Making mistakes on film


Yesterday I made my first attempt at developing color film at home and learned a great deal in the process. I shot the below images as kind of an experiment while in Haiti this past summer. I decided to purchase a 3 dollar camera from a local thrift store and load it with cheap Fuji Superia 400 to see what kind of results I might get. I was quite sure that the conditions in Haiti would be challenging on film especially because most color negative films don't hold up past 27 degrees and there were times that we were pushing 40 degrees celsius. I shot the film with with a Canon Snappy LX II and honestly I think the camera did pretty good. Where everything fell apart on me was during the development process. For some strange reason before I poured the developer into my Paterson tank I opened the lid exposing for a brief second the film to light. I could not believe that I just did that. It must have been a nervous twitch not wanting to screw up in the development process. All in all developing color film is pretty much as easy as developing black and white and I look forward to my next go at it developing non baked (Tropical BBQ) and light exposed C-41. Seriously though these could easily pass as some great LOMO shots.

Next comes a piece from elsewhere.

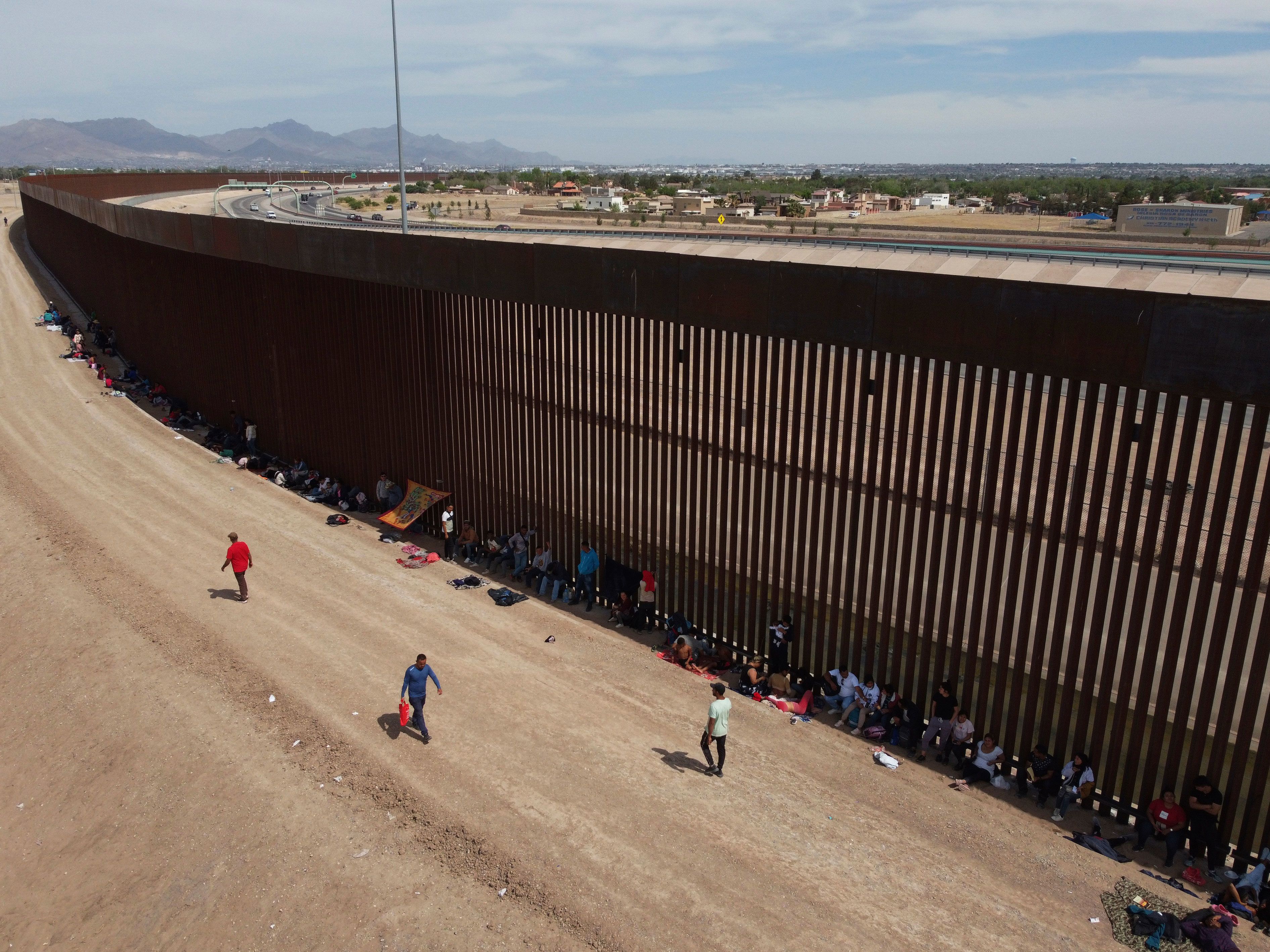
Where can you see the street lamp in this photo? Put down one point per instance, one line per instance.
(397, 79)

Kodak Tri-X 400 & The Yashica Mat 124 G


Yashica Mat 124 G

Yashica Mat 124 G

           Shooting medium format film (120) is an incredible experience. Seeing the detail that is revealed from the larger negative is even better. Below is my first ever roll shot and developed with my new Yashica Mat and I will be giving a quick review of my experience with this classic TLR and Kodak's legendary emulsion. First of all here are a few thoughts that I have about the Yashica TLR. Composition within a 6x6 square frame takes some getting used to and requiresconsiderable thought when making it happen, not to mention the challenge of using the disorienting waist level view finder. The mechanics of this camera are incredible and the build quality is some of the best I have ever held. I have yet to see or handle a Rolleiflex but If is is better than the Yashica it must be amazing. As far as the optics go the lens stops down to a respectable 3.5 and is incredibly sharp as you can see by the images below. What more can be said other than it is a fun yet challenging camera to operate. There are many reviews of the Tri-X 400 film on the internet so I will just give my first impressions. The three Observations that I see with this film in 120 format is that it seems to be sharp and full of detail. The dynamic range of this black and white film also is truly amazing. I am always impressed at how a well exposed negative can outshine a digital file in the highlights almost all of the time. During this journey of shooting film I have been trying to discover the pro's and con's of both analog and digital image making. I thought initially that I would end up landing 100% in the film camp as I fell in love with the nostalgia of the cameras and the wonder of waiting to see your image, but now I can honestly say that there is definitely a place for all types of image making in my world.